Vassalagem econômica, homenagem política

Fontes: El Diario [Foto de família dos líderes presentes na recente cúpula da OTAN em Haia. JJ Guillén/EFE]

Por Carles Manera e Jorge Fabra Utray
rebelion.org/


Numa demonstração de incontinência — e irresponsabilidade — Alberto Núñez Feijóo declarou que, se for eleito presidente, cumprirá a alíquota de 5% exigida por Trump. Ao mesmo tempo, enfatiza o líder de direita, reduzirá os impostos. É cansativo termos que repetir, pela enésima vez, que a curva de Laffer já está no lixo.

A atitude do líder máximo da OTAN, Mark Rutte, em relação ao presidente dos EUA, Donald Trump, tem sido repetidamente descrita como uma subserviência vergonhosa que excede qualquer regra de cortesia diplomática. Não vamos insistir. Mas, para além do ridículo com que esta figura se expressou, a questão transcendente é até que ponto o capitalismo, na versão tecnofeudal que caracteriza a economia dos EUA (seguindo o economista Yanis Varoufakis), está a impor-se no cenário internacional, onde os maiores atores globais em termos do seu peso político, económico e militar (Alemanha, Canadá, França, Itália, Japão , Reino Unido e União Europeia, entre outros) entretêm e prestam homenagem a um presidente cujo país, os Estados Unidos, não vive propriamente uma situação económica sólida. Dois acontecimentos importantes, de natureza distinta mas suficientemente ilustrativa, determinam esta afirmação.

Por um lado, a decisão do G-7 de isentar as multinacionais americanas do pagamento de impostos para que os lucros que auferem nos países onde operam escapem de uma contribuição mínima. Essa decisão contradiz o que foi alcançado em diversas reuniões econômicas, onde, entre outros, o importante trabalho de Gabriel Zucman serviu como guia fundamental para o estabelecimento de mecanismos tributários que afetam grandes conglomerados empresariais e bilionários. Por sua vez, Olivier Blanchard, chefe do FMI de 2008 a 2015, afirmou que "o acordo duramente conquistado sobre o imposto mínimo representou um passo à frente, evitando uma corrida para o fundo do poço no imposto de renda. Este acordo o torna praticamente ineficaz. E o G-7 obteve muito pouco em troca... Isso me preocupa quanto à posição negocial da Europa nas atuais negociações tarifárias . "
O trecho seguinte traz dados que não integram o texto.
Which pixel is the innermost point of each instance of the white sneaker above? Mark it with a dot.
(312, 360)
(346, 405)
A capitulação observada na reunião do G-7, aceitando que as multinacionais americanas possam evitar o imposto mínimo global de 15%, demonstra mais uma vez a necessidade urgente de regras do jogo que corrijam os enormes desequilíbrios de renda e riqueza em todo o mundo. Os líderes do G-7, no entanto, ajoelharam-se e entregaram esse grande favor a Trump, que, infantilmente presunçoso, se vê como o vencedor claro sobre seus vassalos .
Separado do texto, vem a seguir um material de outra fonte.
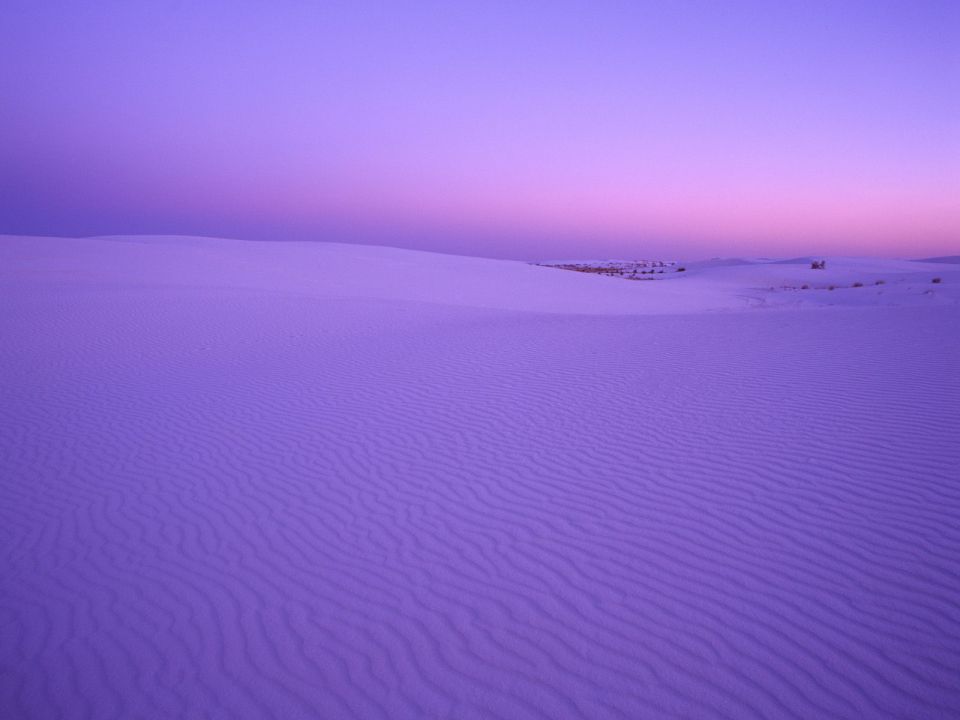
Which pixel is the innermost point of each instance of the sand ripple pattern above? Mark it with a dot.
(251, 505)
Outro aspecto crucial, a guerra em Gaza, também constitui um ato de homenagem a Trump em sua cruzada para defender o governo Netanyahu e sua conduta genocida na Faixa de Gaza. Condenar o ataque do Hamas em outubro de 2024 — gritemos as palavras de costume, para não sermos acusados ​​de promover o terrorismo — não pode esconder o fato de que estamos testemunhando uma resposta desproporcional e genocida que desequilibrou gravemente a região, exacerbada, ainda mais, pela chamada "Guerra dos Doze Dias" entre Israel e Irã.

Neste contexto, a atitude da União Europeia tem sido lamentável. As suas respostas são mornas, sem a força que se espera de um espaço geopolítico e económico substancial. O silêncio europeu alimenta a insatisfação dos cidadãos, onde se aninham os "ovos da serpente": a extrema direita. Também aqui são urgentes respostas inequívocas, que exijam a superação da anterior subserviência aos Estados Unidos para abordar a situação com rigor económico e instrumentos diplomáticos e políticos. Josep Borrell, presidente da CIDOB e antigo Alto Representante da UE para a Política Externa, enfatizou: "O que está a acontecer em Gaza é uma tragédia sem nome, e a Europa desacreditou-se aos olhos do resto do mundo. Com exceção de Espanha, Irlanda e alguns outros países, todos disseram a Netanyahu que ele está a matar demasiadas pessoas, mas deixaram-no continuar, mesmo a fazê-lo com as nossas armas."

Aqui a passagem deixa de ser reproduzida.